Higher Education?

 

American higher education has remade itself into a vast job-training program.

-Diane Ravitch

 

While training students for careers is a departure from the traditional view of higher education as educator rather than trainer, there is something to be said for arming students with the tools necessary to succeed in their intended careers – especially in this economy. In his recent book, Higher Education?: How Colleges Are Wasting Our Money And Failing Our Kids – And What We Can Do About It, Professor Andrew Hacker argues that colleges and universities are failing by not putting the students first. He opined in a recent NPR interview that we must make math, science, language, reading and foreign language the top five priorities at all levels of education – placing the importance of a liberal arts education well above the need for real world skills.
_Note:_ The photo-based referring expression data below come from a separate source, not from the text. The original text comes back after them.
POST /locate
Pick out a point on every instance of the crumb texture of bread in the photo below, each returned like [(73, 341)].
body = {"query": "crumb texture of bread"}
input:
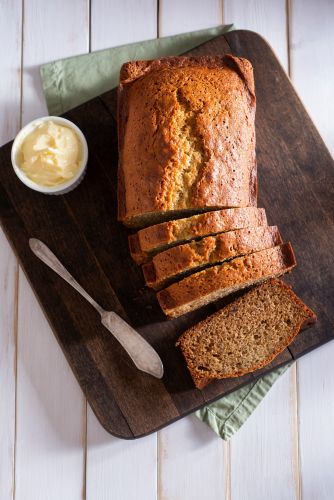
[(151, 240), (246, 335), (216, 282), (208, 251), (186, 137)]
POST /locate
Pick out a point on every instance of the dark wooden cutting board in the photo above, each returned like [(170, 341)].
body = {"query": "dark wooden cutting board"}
[(296, 182)]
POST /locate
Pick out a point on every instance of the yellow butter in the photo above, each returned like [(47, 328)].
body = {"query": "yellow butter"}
[(51, 154)]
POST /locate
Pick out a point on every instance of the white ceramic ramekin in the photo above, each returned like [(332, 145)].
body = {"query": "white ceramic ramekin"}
[(66, 186)]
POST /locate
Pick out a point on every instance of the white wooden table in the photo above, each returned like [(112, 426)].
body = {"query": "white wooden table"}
[(51, 445)]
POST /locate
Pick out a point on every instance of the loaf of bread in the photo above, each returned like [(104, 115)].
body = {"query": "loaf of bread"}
[(186, 137), (218, 281), (245, 335), (189, 257), (151, 240)]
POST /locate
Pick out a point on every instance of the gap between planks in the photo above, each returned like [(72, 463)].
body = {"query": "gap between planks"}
[(294, 388), (17, 267)]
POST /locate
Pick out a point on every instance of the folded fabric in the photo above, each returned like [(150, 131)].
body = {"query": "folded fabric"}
[(70, 82)]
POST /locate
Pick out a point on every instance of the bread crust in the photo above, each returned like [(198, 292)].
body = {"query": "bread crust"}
[(147, 172), (215, 282), (146, 242), (308, 318), (208, 251)]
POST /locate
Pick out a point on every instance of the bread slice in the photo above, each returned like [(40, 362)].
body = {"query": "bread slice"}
[(245, 335), (151, 240), (182, 259), (216, 282), (186, 129)]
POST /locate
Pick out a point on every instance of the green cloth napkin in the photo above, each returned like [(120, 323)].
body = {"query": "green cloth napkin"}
[(72, 81)]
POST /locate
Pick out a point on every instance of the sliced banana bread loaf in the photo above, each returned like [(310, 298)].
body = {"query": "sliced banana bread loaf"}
[(186, 137), (245, 335), (176, 261), (218, 281), (151, 240)]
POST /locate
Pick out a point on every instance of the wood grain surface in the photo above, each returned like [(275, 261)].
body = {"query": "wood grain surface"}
[(296, 172)]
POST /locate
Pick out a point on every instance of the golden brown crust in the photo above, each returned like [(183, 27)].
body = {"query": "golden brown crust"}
[(148, 241), (215, 282), (211, 102), (207, 251), (307, 317)]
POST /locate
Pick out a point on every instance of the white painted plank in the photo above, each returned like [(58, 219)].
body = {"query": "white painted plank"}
[(266, 17), (119, 469), (8, 309), (312, 61), (191, 462), (111, 461), (50, 405), (52, 30), (312, 65), (117, 23), (180, 16), (264, 453), (316, 417), (10, 68), (50, 411), (10, 92)]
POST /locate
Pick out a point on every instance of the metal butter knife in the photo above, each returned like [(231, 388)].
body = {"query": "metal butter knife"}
[(140, 351)]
Although Mr. Hacker appears to argue against training and for education as the responsibility of higher education, it is clear to me that his argument for a graduate’s capacity to perform fundamental mathematics and to read and communicate effectively is really in support of a graduate’s capacity to be marketable and contribute to society.  So I cannot disagree.  On the other hand, what about other marketable, usable skills as a means of also putting students first? Why are we not putting students first by teaching them skills that will propel them into a career? As an educator, I sincerely understand the necessity of improved education in mathematics, science, etc. – knoweldge that you can build upon for the future. However, students also need to meet employers’ expectations for an ability to contribute upon entry into the workplace .

Consider this. Thousands of students spend upwards of $40,000 per year on tuition at traditional universities but end up with jobs paying far less than that once they graduate. To top it off, many of these jobs are not even within their fields of study. Is this fair? No, but it is a reality. On the other hand, students at private sector institutions generally pay a less in tuition and graduate with hands-on experience in a field. These students have marketable skills and can step into their jobs on day one, fully trained.

Education should enable the student and enrich society.  Both traditional schools and private sector ones have a place – and both have a responsibility.